Bertrand Heriard

Aumônier national

Bertrand Heriard

Aumônier national

enseignement social

Un dialogue, d’hier à aujourd’hui

Mûrie au fil des temps, la doctrine sociale de l’Église (DSE) peut s’interpréter en fonction de différentes conceptions de l’histoire. Il existe trois manières de se la représenter : internaliste, externaliste, contextualiste.

La conception internaliste souligne le développement chronologique du contenu des quelques 22 lettres qui composent le corpus magistériel, d’où l’importance des dates anniversaires de la première d’entre elles, Rerum novarum (1891).

Trois lectures de l’histoire

Certes, les questions sont nouvelles, mais le message se développe avec une cohérence interne, ce qui lui donne la force d’une tradition philosophique et théologique sûre d’elle-même. Les papes citent beaucoup leurs prédécesseurs, sauf quand ils les contredisent, ce qui est rare. Un tronc principal porte sur le travail, la situation des ouvriers, les droits de l’homme… Puis une maîtresse branche se détache sur les questions de développement. Les questions sont différentes mais la théologie est la même. La doctrine sociale est un trésor dont les chrétiens tirent du neuf et de l’ancien. La conception externaliste est mise en œuvre par des historiens qui étudient la manière dont les chrétiens répondent aux questions de leurs temps. Ils s’intéressent plus à la diversité des pratiques qu’à la cohérence du discours.
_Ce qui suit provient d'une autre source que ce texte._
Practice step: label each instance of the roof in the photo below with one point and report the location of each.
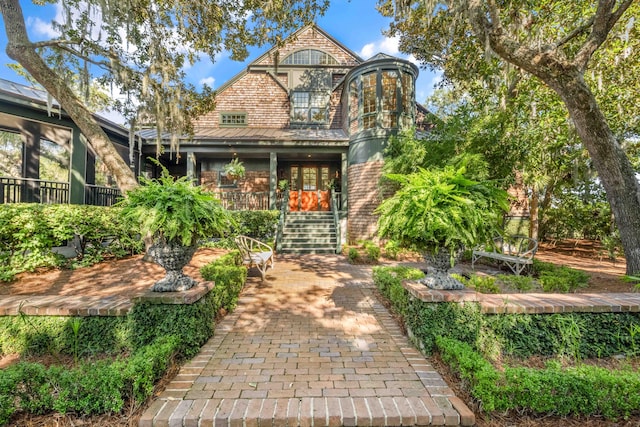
(246, 134)
(273, 48)
(37, 98)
La conception contextualiste essaie de comprendre la dialectique entre la dynamique interne du corpus magistériel et la dynamique externe des différents contextes. La doctrine sociale est constituée par l’ensemble des pratiques chrétiennes, sédimenté dans des discours, eux-mêmes arbitrés par le magistère des évêques et des papes. Ainsi, Rerum novarum est le fruit de la forte mobilisation des catholiques sociaux tout au long du XIXe siècle et de l’arbitrage par rapport à d’autres mouvements. La lecture contextualiste reconnaît la cohérence interne que développent les théologies internalistes et souligne l’intérêt de dégager des principes fondateurs de cette doctrine. Mais, avec les externalistes, elle note par exemple que l’option préférentielle pour les pauvres apparaît en 1979 et que la reconnaissance de la « laïcité » comme faisant partie de la doctrine sociale catholique n’apparaît dans un texte pontifical qu’à l’occasion du centenaire de la loi de 1905.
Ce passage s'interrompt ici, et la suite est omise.